The Mystery of the Foxfire Phantom is a Hard mystery combat for 1st level characters, giving it an XP budget of 300. I want it to have three major clues—three adversary monsters—that are key to solving the mystery: the old adventurer’s journal, the grotto and its glowing spores, and Old father Jenkin’s extensive gambling debts. These basically break down into three broad categories of physically searching town, physically searching outside of town, and learning about the people in town.
- The Journal: PCs who want to physically investigate in town are unwittingly “battling” the journal, which Old Father Jenkins dropped in town after his latest faux-haunting and has been kicked into a trash-strewn alley. The journal is easy to overlook and not especially vicious, so I’ll represent it as with a goblin. Each round of combat, the PCs fighting it need to succeed at a Perception check against a Stealth check to even try attacking it and making progress.
- The Grotto: PCs looking into the burned fields outside of town are unwittingly engaging the grotto clue and can find footprints (ghosts don’t leave footprints) leading to the burned fields from somewhere in the forests. Trekking through the forest is hazardous and might come with dangers for the unprepared, so I think a monster with poison sounds appropriate, like the Giant Wolf Spider. The poison damage represents the extra hazards inherent in the wilderness or might reflect literal poison from insect stings, snakebites, or poison ivy, and heroes can choose to resist that extra damage frome ach attack with a Wisdom (Survival) check instead of a Constitution save.

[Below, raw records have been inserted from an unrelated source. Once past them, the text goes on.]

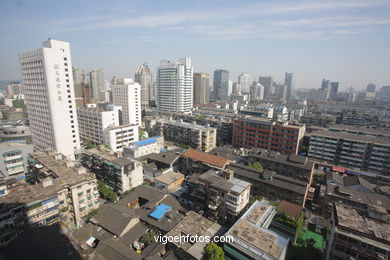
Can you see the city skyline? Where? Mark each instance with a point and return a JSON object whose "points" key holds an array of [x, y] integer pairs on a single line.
{"points": [[344, 42]]}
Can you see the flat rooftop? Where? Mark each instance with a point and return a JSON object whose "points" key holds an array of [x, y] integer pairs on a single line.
{"points": [[24, 193], [186, 125], [251, 237], [352, 137], [170, 177], [348, 218]]}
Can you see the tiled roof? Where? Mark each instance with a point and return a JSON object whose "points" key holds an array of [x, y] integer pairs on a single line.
{"points": [[206, 158]]}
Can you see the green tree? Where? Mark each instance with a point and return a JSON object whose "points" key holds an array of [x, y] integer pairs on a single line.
{"points": [[256, 165], [148, 238], [106, 192], [92, 213], [213, 252], [141, 134]]}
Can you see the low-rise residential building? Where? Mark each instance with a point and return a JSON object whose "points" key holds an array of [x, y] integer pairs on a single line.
{"points": [[119, 173], [156, 164], [193, 224], [13, 159], [199, 162], [272, 185], [293, 166], [118, 137], [353, 191], [225, 195], [252, 238], [196, 136], [61, 192], [357, 236], [363, 152], [169, 181], [144, 147], [116, 230], [16, 132], [266, 134], [93, 119]]}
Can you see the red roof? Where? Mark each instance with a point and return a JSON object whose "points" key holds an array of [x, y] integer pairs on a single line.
{"points": [[206, 158]]}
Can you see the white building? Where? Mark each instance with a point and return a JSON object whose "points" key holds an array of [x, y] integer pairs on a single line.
{"points": [[245, 80], [143, 76], [175, 85], [48, 81], [93, 119], [127, 94], [118, 137], [144, 147], [96, 80]]}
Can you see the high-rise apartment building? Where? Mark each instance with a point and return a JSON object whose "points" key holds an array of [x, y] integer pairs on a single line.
{"points": [[289, 81], [255, 132], [201, 88], [245, 80], [175, 88], [267, 83], [143, 76], [48, 79], [221, 84], [127, 94], [96, 80], [334, 88]]}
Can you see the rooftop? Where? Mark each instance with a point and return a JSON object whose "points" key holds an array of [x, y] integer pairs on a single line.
{"points": [[212, 160], [65, 176], [351, 137], [251, 237], [170, 177], [350, 220], [186, 125]]}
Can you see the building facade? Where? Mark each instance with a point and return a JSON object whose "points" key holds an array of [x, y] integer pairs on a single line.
{"points": [[48, 81], [127, 94], [60, 193], [13, 160], [351, 150], [261, 133], [96, 81], [201, 88], [175, 88], [221, 85], [197, 136], [143, 76]]}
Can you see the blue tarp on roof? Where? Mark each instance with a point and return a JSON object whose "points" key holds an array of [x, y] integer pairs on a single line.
{"points": [[160, 211], [147, 141]]}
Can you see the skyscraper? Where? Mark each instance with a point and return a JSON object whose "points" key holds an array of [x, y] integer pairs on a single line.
{"points": [[48, 79], [370, 87], [334, 88], [96, 81], [143, 76], [289, 81], [175, 88], [267, 83], [78, 79], [221, 85], [201, 88], [127, 94], [245, 80]]}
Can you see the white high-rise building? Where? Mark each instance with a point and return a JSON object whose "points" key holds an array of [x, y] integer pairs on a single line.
{"points": [[96, 80], [245, 80], [127, 94], [175, 85], [48, 81], [143, 76]]}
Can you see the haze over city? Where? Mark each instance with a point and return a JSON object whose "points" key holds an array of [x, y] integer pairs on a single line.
{"points": [[342, 41]]}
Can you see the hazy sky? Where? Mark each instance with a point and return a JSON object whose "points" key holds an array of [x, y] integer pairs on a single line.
{"points": [[341, 40]]}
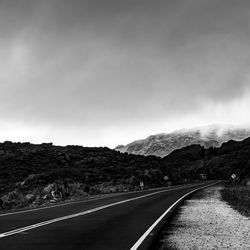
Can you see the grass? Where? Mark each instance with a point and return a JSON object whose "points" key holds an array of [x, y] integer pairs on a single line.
{"points": [[238, 196]]}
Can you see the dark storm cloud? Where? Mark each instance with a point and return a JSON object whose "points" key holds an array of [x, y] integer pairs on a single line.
{"points": [[91, 63]]}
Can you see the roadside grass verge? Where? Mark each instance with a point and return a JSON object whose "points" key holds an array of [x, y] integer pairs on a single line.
{"points": [[238, 196]]}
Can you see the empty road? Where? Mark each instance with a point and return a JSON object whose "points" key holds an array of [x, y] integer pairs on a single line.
{"points": [[124, 221]]}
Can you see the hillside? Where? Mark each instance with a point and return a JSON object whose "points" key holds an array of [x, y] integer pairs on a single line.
{"points": [[30, 174], [163, 144], [218, 163]]}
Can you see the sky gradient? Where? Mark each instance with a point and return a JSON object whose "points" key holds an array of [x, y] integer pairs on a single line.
{"points": [[103, 73]]}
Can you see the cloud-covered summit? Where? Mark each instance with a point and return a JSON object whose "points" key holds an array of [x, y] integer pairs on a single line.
{"points": [[104, 72]]}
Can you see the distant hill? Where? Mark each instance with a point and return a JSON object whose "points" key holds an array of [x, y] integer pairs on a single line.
{"points": [[31, 173], [233, 157], [163, 144]]}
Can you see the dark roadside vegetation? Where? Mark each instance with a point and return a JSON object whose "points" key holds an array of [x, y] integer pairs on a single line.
{"points": [[237, 196], [33, 175]]}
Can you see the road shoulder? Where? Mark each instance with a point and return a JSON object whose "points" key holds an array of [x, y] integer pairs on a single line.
{"points": [[205, 221]]}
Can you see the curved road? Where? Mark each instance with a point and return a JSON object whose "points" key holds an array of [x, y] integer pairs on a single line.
{"points": [[117, 222]]}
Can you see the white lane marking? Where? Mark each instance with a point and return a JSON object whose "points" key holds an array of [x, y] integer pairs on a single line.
{"points": [[145, 235], [72, 203], [83, 201], [23, 229]]}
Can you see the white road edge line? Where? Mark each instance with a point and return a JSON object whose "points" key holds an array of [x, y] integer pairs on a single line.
{"points": [[145, 235], [23, 229], [81, 201]]}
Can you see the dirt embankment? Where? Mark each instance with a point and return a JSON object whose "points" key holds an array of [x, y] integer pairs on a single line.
{"points": [[205, 221]]}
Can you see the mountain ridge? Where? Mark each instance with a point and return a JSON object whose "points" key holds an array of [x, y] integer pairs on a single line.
{"points": [[163, 144]]}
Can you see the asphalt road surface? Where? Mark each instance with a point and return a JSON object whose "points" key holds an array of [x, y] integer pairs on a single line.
{"points": [[119, 222]]}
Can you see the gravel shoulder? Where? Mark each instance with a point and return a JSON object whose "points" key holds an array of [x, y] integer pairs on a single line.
{"points": [[204, 221]]}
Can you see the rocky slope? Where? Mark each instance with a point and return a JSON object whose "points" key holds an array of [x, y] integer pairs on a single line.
{"points": [[32, 175], [163, 144]]}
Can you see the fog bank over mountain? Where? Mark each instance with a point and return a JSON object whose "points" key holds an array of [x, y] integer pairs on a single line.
{"points": [[207, 136]]}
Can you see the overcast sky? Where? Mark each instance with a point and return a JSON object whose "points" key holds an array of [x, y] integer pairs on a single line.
{"points": [[107, 72]]}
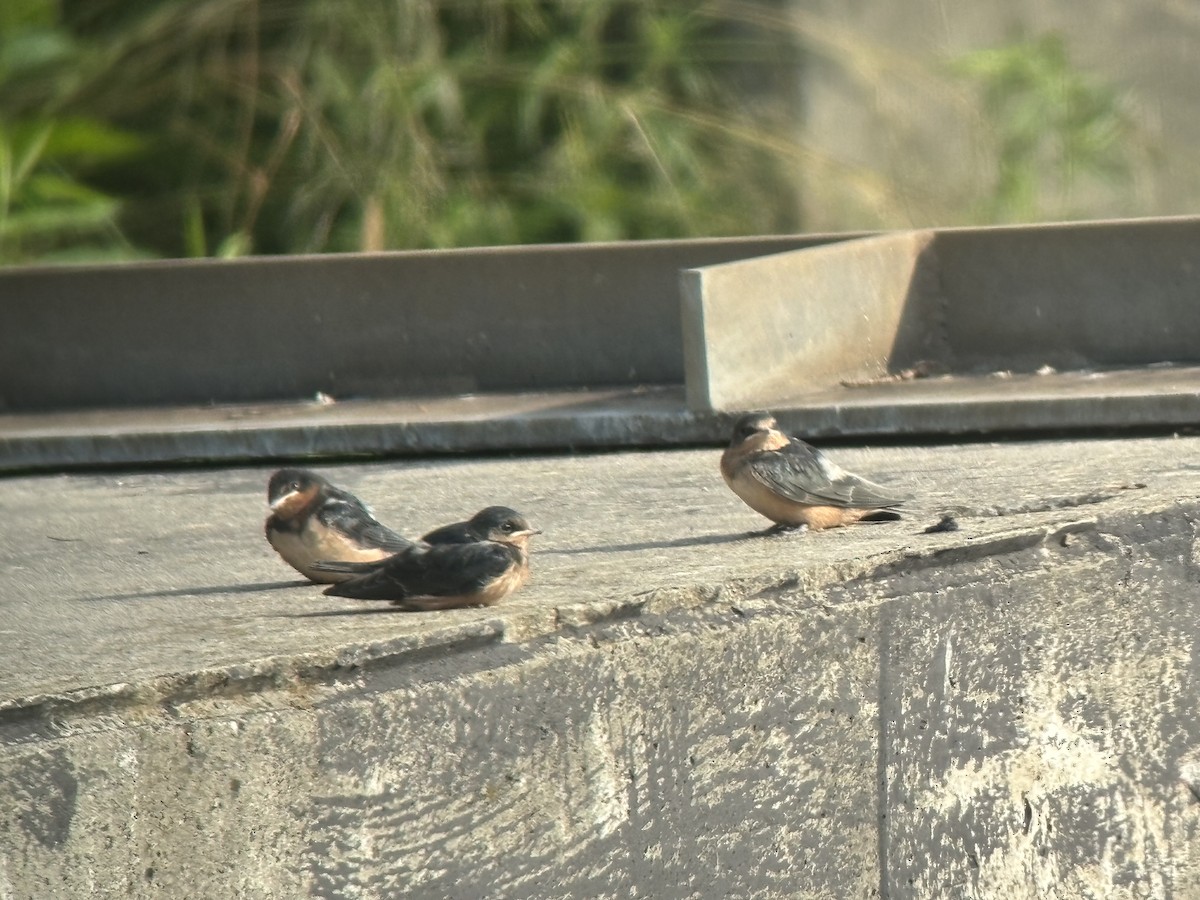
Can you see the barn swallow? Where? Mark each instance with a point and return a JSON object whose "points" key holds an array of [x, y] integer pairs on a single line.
{"points": [[792, 483], [447, 575], [311, 520]]}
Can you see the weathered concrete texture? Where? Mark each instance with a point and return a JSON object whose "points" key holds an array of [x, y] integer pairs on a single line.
{"points": [[670, 708], [966, 301]]}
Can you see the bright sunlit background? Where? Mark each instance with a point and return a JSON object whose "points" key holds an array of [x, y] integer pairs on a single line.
{"points": [[221, 127]]}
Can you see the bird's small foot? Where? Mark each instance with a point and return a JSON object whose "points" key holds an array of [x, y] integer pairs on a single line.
{"points": [[947, 523]]}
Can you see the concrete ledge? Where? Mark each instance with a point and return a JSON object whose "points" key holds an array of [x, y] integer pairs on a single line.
{"points": [[999, 712], [1062, 403], [351, 325], [967, 301]]}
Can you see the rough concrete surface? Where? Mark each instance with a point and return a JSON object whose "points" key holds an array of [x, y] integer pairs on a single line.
{"points": [[670, 709]]}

- Father Jenkins: PCs who start interviewing townsfolk to find out who has a motive are engaging with the Father Jenkins facts clue (not Father Jenkins himself), and I can represent this as one lump sum… OR I can break up the increasingly suspicious details about father Jenkins into a few smaller clues that get doled out one at a time, breaking one clue down into three Jackals. Essentially the heroes learn something about different townsfolk with every successful attack, and something about Father Jenkins every time they defeat one of the jackals: He’s a lot crankier than he seems on first meeting, he’s been advising people to move away from town to escape the Foxfire Phantom, and that he has large gambling debts with the traveling merchants who come to town every few months.
Once the heroes defeat all three clues, they’ve essentially solved the mysteries in this encounter. I’ll let them set up an elaborate trap to snare the Foxfire Phantom, just for fun, and then they can unmask Father Jenkins in front of the rest of the town!